The Power of Deep Breathing for Students
Students today, even from a young age, face increasing stress, busy schedules, and emotional ups and downs. Whether you’re a pediatric therapist, teacher, or parent, one simple yet powerful tool you can teach is deep breathing. It’s easy to learn, free, and can be practiced anywhere. Learn more about the benefits of deep breathing for students, what research says, types of exercises you can try, and how to get started today.

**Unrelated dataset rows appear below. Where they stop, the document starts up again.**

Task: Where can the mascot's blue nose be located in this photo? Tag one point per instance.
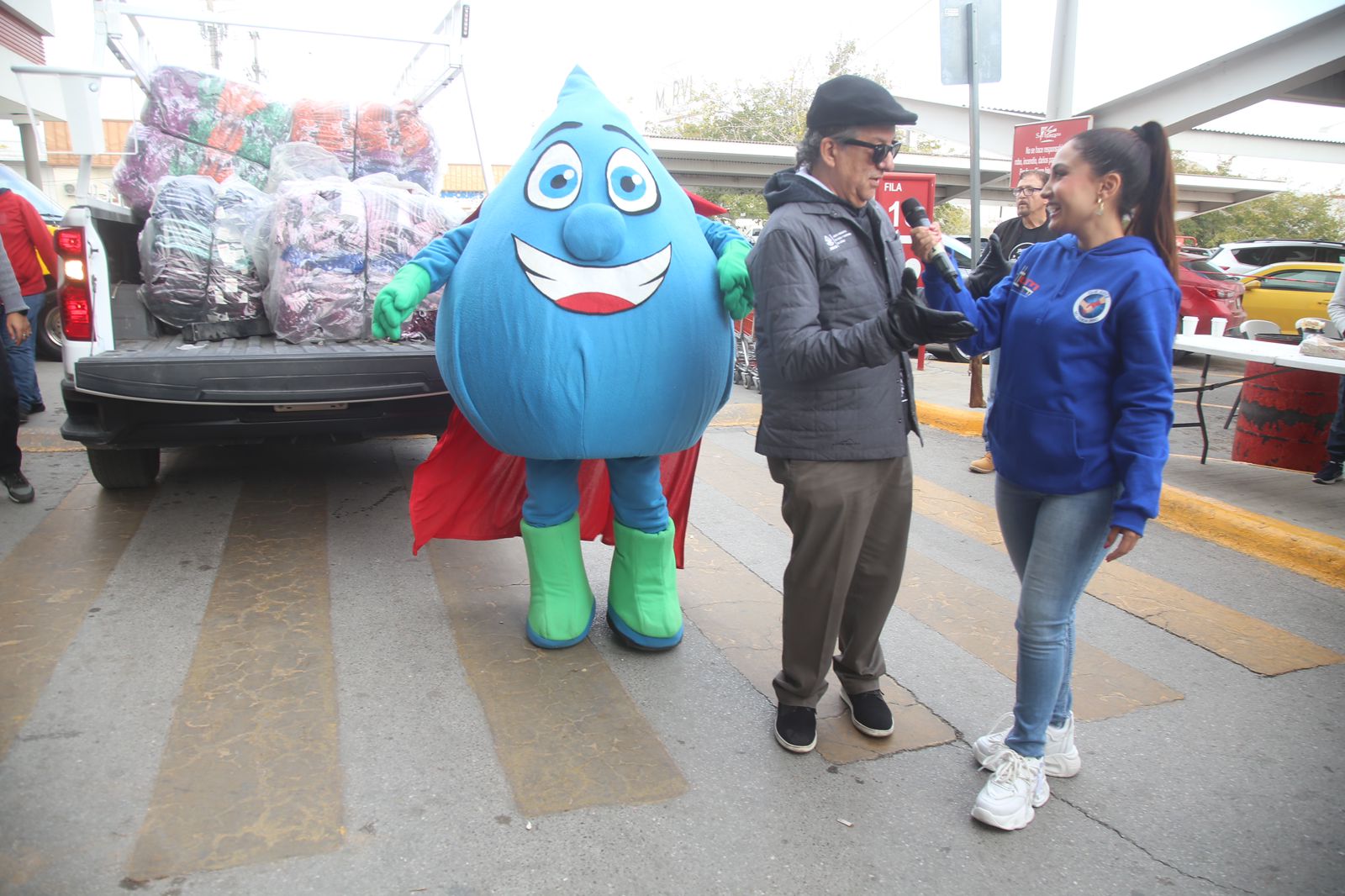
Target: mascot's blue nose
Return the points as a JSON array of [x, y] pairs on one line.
[[595, 232]]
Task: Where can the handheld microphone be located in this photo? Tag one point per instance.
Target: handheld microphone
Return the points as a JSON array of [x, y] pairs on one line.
[[918, 217]]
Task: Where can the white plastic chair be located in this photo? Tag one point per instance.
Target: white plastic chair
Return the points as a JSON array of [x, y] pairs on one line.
[[1250, 329]]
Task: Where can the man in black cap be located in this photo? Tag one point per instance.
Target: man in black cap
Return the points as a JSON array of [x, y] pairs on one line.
[[836, 316]]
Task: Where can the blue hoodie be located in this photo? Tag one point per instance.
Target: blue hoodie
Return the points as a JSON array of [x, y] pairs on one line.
[[1084, 394]]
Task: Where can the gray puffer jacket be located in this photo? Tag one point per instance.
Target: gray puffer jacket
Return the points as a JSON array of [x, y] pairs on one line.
[[833, 385]]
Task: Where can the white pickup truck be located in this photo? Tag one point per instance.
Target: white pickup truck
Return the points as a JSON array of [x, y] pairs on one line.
[[132, 387]]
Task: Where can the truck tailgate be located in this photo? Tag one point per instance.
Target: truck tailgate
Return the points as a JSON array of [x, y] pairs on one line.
[[260, 370]]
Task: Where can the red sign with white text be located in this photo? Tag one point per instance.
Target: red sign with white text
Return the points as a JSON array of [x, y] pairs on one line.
[[1035, 145], [896, 187]]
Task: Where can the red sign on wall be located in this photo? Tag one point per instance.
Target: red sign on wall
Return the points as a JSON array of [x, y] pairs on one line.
[[1035, 145], [896, 187]]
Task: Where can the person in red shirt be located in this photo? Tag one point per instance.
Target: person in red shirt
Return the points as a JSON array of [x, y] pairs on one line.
[[26, 239]]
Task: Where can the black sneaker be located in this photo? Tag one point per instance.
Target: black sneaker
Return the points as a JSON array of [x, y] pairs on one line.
[[1331, 472], [797, 728], [869, 712], [19, 488]]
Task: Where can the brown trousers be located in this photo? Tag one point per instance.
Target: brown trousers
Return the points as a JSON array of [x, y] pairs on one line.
[[851, 521]]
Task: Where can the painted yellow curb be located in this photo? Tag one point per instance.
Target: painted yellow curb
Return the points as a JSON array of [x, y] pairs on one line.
[[744, 414], [957, 420], [1295, 548]]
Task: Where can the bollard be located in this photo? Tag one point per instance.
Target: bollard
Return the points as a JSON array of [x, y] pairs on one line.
[[1284, 419]]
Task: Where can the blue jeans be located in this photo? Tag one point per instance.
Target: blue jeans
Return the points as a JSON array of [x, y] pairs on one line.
[[1056, 544], [22, 358]]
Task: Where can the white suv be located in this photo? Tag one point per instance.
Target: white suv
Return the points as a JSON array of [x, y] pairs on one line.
[[1244, 257]]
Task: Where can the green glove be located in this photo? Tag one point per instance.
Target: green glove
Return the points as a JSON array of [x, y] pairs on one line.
[[398, 300], [735, 282]]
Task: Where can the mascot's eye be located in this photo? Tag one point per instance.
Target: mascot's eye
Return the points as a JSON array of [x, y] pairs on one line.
[[555, 179], [630, 183]]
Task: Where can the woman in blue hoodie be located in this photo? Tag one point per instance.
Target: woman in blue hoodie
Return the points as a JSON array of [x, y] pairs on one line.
[[1079, 427]]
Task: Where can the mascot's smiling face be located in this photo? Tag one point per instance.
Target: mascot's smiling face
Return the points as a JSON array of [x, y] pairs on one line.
[[584, 318], [587, 219]]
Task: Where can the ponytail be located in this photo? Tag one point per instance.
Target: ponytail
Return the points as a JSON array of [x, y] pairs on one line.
[[1153, 215], [1143, 161]]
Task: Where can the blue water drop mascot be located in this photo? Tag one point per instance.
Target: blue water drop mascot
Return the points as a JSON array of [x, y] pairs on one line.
[[585, 316]]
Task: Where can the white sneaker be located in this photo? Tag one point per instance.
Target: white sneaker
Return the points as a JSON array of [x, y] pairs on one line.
[[1010, 798], [1062, 756]]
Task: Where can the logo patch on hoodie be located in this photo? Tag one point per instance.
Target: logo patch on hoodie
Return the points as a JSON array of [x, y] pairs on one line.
[[1093, 306], [836, 240], [1024, 284]]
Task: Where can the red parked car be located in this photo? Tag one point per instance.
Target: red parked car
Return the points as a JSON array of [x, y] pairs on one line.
[[1210, 293]]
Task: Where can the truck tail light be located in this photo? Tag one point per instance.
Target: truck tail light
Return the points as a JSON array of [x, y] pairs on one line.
[[76, 313], [76, 299]]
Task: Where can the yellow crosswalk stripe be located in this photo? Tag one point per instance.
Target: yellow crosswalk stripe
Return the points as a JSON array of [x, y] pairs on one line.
[[251, 770], [958, 609], [1246, 640], [50, 580], [565, 730]]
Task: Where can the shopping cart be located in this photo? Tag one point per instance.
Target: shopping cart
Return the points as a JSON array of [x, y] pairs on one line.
[[744, 353]]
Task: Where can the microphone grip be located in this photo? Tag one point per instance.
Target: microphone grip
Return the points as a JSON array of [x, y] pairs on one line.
[[918, 217]]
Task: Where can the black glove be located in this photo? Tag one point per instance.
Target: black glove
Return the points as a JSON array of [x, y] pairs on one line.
[[992, 268], [912, 323]]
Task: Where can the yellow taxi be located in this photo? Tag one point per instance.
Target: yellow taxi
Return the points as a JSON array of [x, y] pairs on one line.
[[1290, 289]]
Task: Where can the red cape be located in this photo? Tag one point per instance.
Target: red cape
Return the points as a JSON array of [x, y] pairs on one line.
[[468, 490]]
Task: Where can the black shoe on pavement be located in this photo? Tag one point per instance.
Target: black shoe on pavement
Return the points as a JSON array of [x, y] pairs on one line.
[[797, 728], [19, 488], [1331, 472], [869, 712]]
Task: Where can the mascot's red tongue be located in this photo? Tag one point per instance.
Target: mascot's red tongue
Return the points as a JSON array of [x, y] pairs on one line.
[[595, 303]]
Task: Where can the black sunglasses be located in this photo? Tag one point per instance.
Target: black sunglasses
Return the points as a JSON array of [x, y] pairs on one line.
[[880, 150]]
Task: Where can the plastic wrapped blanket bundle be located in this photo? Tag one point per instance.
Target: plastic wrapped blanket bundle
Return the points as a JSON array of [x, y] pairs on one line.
[[302, 161], [214, 112], [175, 249], [401, 221], [334, 245], [235, 288], [194, 253], [154, 155], [316, 286], [199, 123]]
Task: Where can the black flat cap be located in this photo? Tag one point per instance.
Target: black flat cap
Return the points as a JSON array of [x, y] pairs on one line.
[[847, 101]]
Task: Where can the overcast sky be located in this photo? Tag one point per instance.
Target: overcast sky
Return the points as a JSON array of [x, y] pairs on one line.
[[521, 50]]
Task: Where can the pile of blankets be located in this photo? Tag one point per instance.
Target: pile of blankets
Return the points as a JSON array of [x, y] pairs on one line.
[[313, 256], [194, 255], [197, 123], [334, 245]]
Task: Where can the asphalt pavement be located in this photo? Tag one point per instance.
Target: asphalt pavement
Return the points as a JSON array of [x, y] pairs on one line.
[[241, 681]]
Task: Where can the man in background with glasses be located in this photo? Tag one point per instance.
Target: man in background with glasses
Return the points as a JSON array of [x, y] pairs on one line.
[[1015, 235], [834, 322]]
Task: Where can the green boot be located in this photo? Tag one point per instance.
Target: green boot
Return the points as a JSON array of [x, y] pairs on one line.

BENEFITS OF DEEP BREATHING
Deep breathing is more than just taking a slow breath. It activates the parasympathetic nervous system, the body’s natural “calm down” response. Regular practice can help students and adults:
- Feel calmer during stressful moments
- Improve sleep quality
- Boost mood and happiness
- Reduce worry and anxiety
- Enhance focus and self-regulation
Deep breathing is especially useful during transitions at school, before tests, at bedtime, or any time emotions start to run high.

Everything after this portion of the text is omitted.